The work of Lili Dujourie provokes an astutely intellectual yet poetic engagement with the world around us through various mediums, from painting and sculpture, to photography, collage, video and installation. Described as an ‘Old Master in Postmodern Garb’, Dujourie operates at the intersection of minimalism and conceptualism, consistently and systematically challenging the subject position of the viewer through clever experimentation with material and form. After making her debut with sculptures made of natural materials in the late 1960s and early 70s, Dujourie’s practice shifted into photography and the experimental realm of video art in the 1980s. With these new media, she embraced not only painterly and sculptural considerations but also the gender and identity-related issues of the time. The duality of movement and standstill inherent to film – as well as other juxtapositions – fed her later three-dimensional work. By transforming the physically and culturally determined properties of certain materials – such as velvet, marble, plaster, iron, lead and clay – the artist created sculptural forms that prompted deeper epistemological engagement. Indeed, all of Dujourie’s work questions the ‘truth’ value attributed to observation, suggesting instead that reality involves both acts of revealing and concealing, not only that which we can see but also that which is hidden from us.

 

Dujoure’s work features in numerous collections worldwide and has been the subject of important solo exhibitions, including ‘Folds in Time,’ held concurrently at S.M.A.K., Ghent, Belgium and Kunstmuseum aan Zee, Ostend, Belgium (2015); ‘La naturaleza es sabi,’ Abadía Benedictina de Santo Domingo de Silos, Burgos, Spain (2011); ‘Le Creux de L’enfer,’ Centre Centre d'Art Contemporain, Thiers, France (2008); ‘Jeux de Dames, Bozar,’ Brussels, Belgium (2005); and ‘Videos 1972-1981,’ Centro Andaluz de Arte Contemporaneo, Sevilla, Spain (2004), amongst others.
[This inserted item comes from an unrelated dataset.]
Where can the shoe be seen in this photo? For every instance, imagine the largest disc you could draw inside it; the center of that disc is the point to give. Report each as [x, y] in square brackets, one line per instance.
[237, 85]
Her work was recently featured in the group exhibition ‘The House of the Sleeping Beauties’ at Sotheby’s S|2 Gallery in London, with participation in other notable group exhibitions including ‘Sanguine. Luc Tuymans on Baroque,’Fondazione Prada, Milan, Italy; ‘Feminist Avant-Garde of the 1970s,’ Zentrum für Kunst und Medien, Karlsruhe, Germany; ‘Virginia Woolf – An Exhibition Inspired By Her Writings,’ Tate St. Ives, Cornwall, UK; ‘Superposition: Equilibrium and Engagement,’ 21st Biennale of Sydney, Art Gallery NSW, Australia (all 2018); as well ‘WACK!: Art and the Feminist Revolution’ at MOCA, Los Angeles, CA, USA (2007), the first institutional exhibition to comprehensively examine the influence of feminism in contemporary art.